Cinema Sunday is hosted and moderated by ISIR and Performing Arts Teacher Ted Walch, who started Cinema Sunday eight years ago as a fundraising effort and developed it into a program where he provides a casual yet informative discussion with a guest speaker for students, faculty and community members.
Walch welcomed Chuba to return as an alumna speaker to his program. He said he loves talking to students and alumni who are passionate about films and other special components of films such as costumes.
Originally released by Paramount Pictures in 1954, “Rear Windows” is an American mystery thriller based on Cornell Woolrich’s 1942 short story “It Had to Be Murder.” Starring James Stewart, Grace Kelly and Thelma Ritter, the film is considered by many critics as one of Hitchcock’s best.
Walch said he chose “Rear Windows” for the conversation since Hitchcock’s background as an art director shines through the film.

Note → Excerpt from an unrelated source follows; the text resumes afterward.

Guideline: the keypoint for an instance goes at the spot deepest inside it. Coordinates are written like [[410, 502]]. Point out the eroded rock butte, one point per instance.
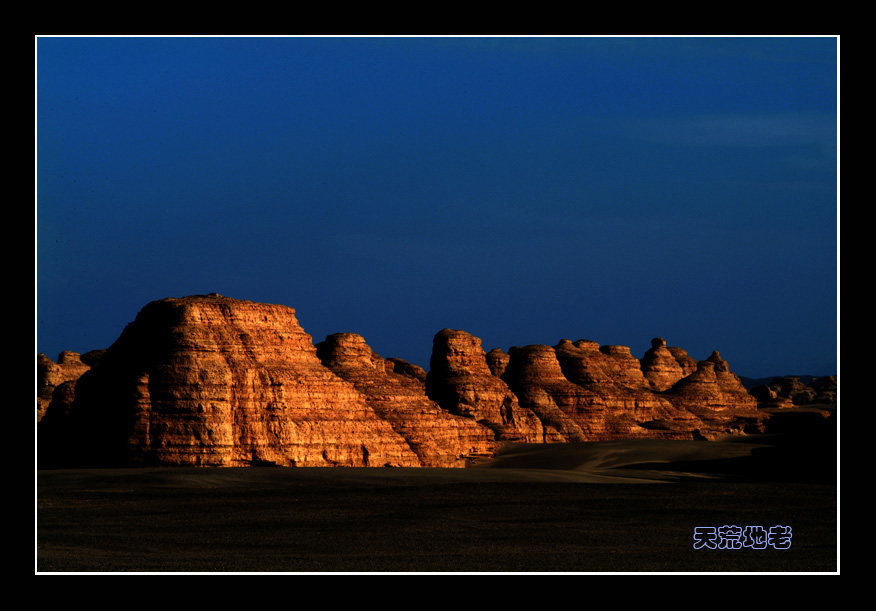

“The film ‘Rear Windows’ was chosen for this conversation because people don’t realize Alfred Hitchcock began as an art director,” Walch said. “He was an art director before he directed [movies], and so you have a great art director here and he certainly has an understanding of color, working with the extraordinary woman Edith Head.”

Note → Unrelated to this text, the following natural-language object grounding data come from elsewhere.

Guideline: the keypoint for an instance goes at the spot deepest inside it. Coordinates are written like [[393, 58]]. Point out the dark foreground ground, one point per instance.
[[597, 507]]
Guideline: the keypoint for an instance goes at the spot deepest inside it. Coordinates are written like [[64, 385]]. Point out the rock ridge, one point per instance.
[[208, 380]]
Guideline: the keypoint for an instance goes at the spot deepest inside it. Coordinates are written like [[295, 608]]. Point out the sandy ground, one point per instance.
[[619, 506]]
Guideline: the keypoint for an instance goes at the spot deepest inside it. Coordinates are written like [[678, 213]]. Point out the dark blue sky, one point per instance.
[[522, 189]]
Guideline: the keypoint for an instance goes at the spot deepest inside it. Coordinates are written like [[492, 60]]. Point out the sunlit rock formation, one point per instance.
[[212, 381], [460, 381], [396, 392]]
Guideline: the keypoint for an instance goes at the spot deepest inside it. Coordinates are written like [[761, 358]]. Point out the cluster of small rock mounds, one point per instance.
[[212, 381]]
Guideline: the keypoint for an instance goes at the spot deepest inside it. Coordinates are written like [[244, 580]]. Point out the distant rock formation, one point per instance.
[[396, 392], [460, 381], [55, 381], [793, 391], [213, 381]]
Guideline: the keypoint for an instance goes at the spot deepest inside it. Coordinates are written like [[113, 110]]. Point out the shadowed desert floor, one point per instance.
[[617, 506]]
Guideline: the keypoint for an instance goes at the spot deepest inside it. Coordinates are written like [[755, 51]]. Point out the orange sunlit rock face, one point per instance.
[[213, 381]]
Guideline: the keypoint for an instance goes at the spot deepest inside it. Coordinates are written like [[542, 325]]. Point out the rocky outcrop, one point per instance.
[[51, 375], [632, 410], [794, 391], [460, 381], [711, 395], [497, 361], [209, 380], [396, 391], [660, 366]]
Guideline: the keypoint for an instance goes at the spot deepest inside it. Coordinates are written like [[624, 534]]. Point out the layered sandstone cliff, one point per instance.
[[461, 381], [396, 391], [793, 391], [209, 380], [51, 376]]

Walch also said that he wanted to demonstrate how costumes play a significant role in films.
“There were two reasons [why I focused on the costumes]: one, it’s a departure from usually either doing the movie alone or [talking] generally,” Walch said. I have an actor or a director, or somebody to talk about the music,” people don’t think to talk about costumes. Here is a person [Edith Head] with a specialty, and she plays such a clearly important role in this movie.”
Chuba shared that Head, who was nominated 35 times and won eight Oscars for Best Costume Design, is one of the most decorated women in the history of film.
“Edith Head was Hitchcock’s favorite costume designer, and they worked on 11 movies together,” Chuba said. “[She designed] all of the main costumes for Grace Kelly, ranging from 1940’s high fashion dress with fitted bodice to satin nightgowns and casual print day dress.”
Computer Programming and Mathematics Teacher Jessica Kaufman, who has been attending Cinema Sundays since 2019, said she noticed Grace Kelly’s stunning and sometimes colorful outfits but the conversation helped her to see beyond the costume itself.
“During the discussion, Ted and Olivia helped me see that costumes also symbolized changes in Grace Kelly’s character as she went from being a socialite to an adventurer,” said Kaufman.